You are given an array complexity of length n.

There are n locked computers in a room with labels from 0 to n - 1, each with its own unique password. The password of the computer i has a complexity complexity[i].

The password for the computer labeled 0 is already decrypted and serves as the root. All other computers must be unlocked using it or another previously unlocked computer, following this information:

  • You can decrypt the password for the computer i using the password for computer j, where j is any integer less than i with a lower complexity. (i.e. j < i and complexity[j] < complexity[i])
  • To decrypt the password for computer i, you must have already unlocked a computer j such that j < i and complexity[j] < complexity[i].

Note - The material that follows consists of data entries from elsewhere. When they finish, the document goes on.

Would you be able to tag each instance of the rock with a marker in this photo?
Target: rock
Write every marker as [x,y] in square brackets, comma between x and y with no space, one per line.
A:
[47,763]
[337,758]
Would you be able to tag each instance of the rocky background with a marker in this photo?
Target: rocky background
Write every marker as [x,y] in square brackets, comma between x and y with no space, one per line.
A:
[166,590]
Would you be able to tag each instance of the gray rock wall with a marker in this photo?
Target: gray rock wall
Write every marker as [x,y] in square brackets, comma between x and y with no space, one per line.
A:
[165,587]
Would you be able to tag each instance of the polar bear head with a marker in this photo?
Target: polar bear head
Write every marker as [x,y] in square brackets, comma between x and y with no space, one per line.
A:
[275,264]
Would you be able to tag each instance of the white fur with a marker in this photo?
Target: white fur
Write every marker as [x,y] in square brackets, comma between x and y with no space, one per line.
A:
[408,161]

Find the number of permutations of [0, 1, 2, ..., (n - 1)] that represent a valid order in which the computers can be unlocked, starting from computer 0 as the only initially unlocked one.

Since the answer may be large, return it modulo 109 + 7.

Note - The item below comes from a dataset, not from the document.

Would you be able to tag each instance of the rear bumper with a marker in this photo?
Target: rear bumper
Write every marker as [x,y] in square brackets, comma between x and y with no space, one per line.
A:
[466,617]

Note that the password for the computer with label 0 is decrypted, and not the computer with the first position in the permutation.

 

Example 1:

Input: complexity = [1,2,3]

Output: 2

Explanation:

The valid permutations are:

  • [0, 1, 2]
    • Unlock computer 0 first with root password.
    • Unlock computer 1 with password of computer 0 since complexity[0] < complexity[1].
    • Unlock computer 2 with password of computer 1 since complexity[1] < complexity[2].
  • [0, 2, 1]
    • Unlock computer 0 first with root password.
    • Unlock computer 2 with password of computer 0 since complexity[0] < complexity[2].
    • Unlock computer 1 with password of computer 0 since complexity[0] < complexity[1].

Example 2:

Input: complexity = [3,3,3,4,4,4]

Output: 0

Explanation:

There are no possible permutations which can unlock all computers.

 

Constraints:

  • 2 <= complexity.length <= 105
  • 1 <= complexity[i] <= 109

Solutions

Solution 1: Brain Teaser

Since the password for computer number $0$ is already unlocked, for any other computer $i$, if $\text{complexity}[i] \leq \text{complexity}[0]$, it is impossible to unlock computer $i$, so we return $0$. Otherwise, any permutation is valid, and there are exactly $(n - 1)!$ possible permutations.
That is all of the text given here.